Traditionally HPC systems assume they are in a secure, isolated environment and
as many barriers as possible are removed, in order to achieve the highest
possible performance. While these assumptions may still hold for traditional
simulation codes, many HPC clusters are now used for heterogeneous workloads.
Such workloads increasingly involve the integration of input data from a variety
of sources, notably in the life sciences. Scientists are now operating at the
population scale, where datasets are ultimately derived from real people. In
this talk we discuss some of the restrictions placed on the usage of such
datasets, how those restrictions interfere with the goal of high performance
computing, and some alternative strategies that meet the data requirements while
not hobbling the speed of analytical workloads.

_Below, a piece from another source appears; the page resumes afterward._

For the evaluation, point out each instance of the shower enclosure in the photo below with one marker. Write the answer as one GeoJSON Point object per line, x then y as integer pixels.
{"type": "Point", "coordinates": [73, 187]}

HPC systems are by definition optimised to run user codes at the fastest
possible speed. Many of the normal safeguards and security procedures of Linux
systems are removed in furtherance of this goal. For example, firewalls are
often disabled and password-less SSH is usually enabled between nodes. The
parallel filesystems required for high performance often dictate further
security compromises. Normally these systems will be placed on an isolated
network, mitigating the risk to the wider infrastructure. In some commercial
organizations, an entire compute node will be dedicated to a user. Conversely,
the norm in academic clusters is for different users to share the nodes.

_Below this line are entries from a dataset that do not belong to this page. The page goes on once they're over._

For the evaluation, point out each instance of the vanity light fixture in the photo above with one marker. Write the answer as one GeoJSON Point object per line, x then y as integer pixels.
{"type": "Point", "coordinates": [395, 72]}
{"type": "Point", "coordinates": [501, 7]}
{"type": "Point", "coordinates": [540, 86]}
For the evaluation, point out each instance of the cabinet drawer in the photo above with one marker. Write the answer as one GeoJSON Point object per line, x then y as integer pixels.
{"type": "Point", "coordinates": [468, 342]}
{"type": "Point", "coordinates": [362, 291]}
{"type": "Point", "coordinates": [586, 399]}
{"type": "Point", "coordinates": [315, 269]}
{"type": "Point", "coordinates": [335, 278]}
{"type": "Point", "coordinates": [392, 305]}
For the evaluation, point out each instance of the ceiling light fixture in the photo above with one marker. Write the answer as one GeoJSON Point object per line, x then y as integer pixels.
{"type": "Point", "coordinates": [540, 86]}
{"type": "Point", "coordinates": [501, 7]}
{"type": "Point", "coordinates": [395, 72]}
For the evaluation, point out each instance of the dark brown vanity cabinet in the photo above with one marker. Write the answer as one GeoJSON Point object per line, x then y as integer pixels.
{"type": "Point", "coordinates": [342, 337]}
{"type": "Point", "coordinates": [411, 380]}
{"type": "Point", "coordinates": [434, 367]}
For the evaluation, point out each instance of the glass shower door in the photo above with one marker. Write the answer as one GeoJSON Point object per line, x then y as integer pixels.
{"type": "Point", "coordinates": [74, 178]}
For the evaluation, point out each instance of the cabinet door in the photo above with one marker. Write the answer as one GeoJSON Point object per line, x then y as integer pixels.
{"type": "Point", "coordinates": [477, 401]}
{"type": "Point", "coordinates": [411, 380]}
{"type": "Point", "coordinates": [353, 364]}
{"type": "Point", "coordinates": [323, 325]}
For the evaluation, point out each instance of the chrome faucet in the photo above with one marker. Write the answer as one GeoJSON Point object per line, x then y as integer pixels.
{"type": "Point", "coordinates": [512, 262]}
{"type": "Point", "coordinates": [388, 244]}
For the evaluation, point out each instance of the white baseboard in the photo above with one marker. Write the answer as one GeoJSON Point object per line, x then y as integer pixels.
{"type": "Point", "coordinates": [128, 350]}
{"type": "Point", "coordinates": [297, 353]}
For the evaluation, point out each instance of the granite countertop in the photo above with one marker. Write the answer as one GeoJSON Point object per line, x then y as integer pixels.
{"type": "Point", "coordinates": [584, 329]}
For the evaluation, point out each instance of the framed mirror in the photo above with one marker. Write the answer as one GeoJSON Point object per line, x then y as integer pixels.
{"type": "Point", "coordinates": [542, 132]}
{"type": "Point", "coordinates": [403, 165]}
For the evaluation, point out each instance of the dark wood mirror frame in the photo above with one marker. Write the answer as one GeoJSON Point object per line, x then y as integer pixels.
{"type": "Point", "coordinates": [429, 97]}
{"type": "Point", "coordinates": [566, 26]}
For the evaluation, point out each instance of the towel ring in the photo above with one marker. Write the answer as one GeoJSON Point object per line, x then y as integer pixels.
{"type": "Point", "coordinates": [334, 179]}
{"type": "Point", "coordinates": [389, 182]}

While the jobs running on these clusters were simulations, or were using data
without access concerns, none of the above approaches were problematic. Simple
POSIX permissions were sufficient to provide basic security and isolation. These
assumptions used to hold for life sciences HPC jobs too, where they were
operating on data obtained in vivo or from non-human organisms.
In recent years there have been a variety of efforts to obtain human data, often
at population scale. Examples include UK Biobank, the 100,000 Genomes project,
and The Cancer Genome Atlas (TCGA). A quotation from the latter illustrates the
ambitions of these sorts of initiatives:
"The Cancer Genome Atlas (TCGA) is a comprehensive and coordinated effort to
accelerate our understanding of the molecular basis of cancer through the
application of genome analysis technologies, including large-scale genome
sequencing."
https://cancergenome.nih.gov/
Scientists wishing to use TCGA data need to register and comply with access
policies:
https://wiki.nci.nih.gov/display/TCGA/Access+Tiers
As an example, I facilitated the download of 800TB of TCGA data on eMedLab, and
careful attention was needed to ensure that collaborators with the lab that had
signed the TCGA agreements were not able to see those data.
The 100,000 Genomes project organised by Genomics England only allows analysis
via their strictly controlled 'embassy' system:
https://www.genomicsengland.co.uk/the-100000-genomes-project/data/
https://www.genomicsengland.co.uk/about-gecip/for-gecip-members/data-and-data-access/
UK Biobank, which contains various data sources from 500,000 individuals, also
has strict data access policies:
http://biobank.ctsu.ox.ac.uk/showcase/exinfo.cgi?src=accessingdataguide
In some cases, researchers have to travel to specific locations where there are
physically isolated computers, in order to gain access to data.
Clearly these policies are directly in conflict with the barrier-free approach
that is normal in HPC facilities.
In this presentation we discuss possible approaches to compliance
with data licensing and security requirements, while allowing good performance
for researchers working on increasingly large-scale analyses.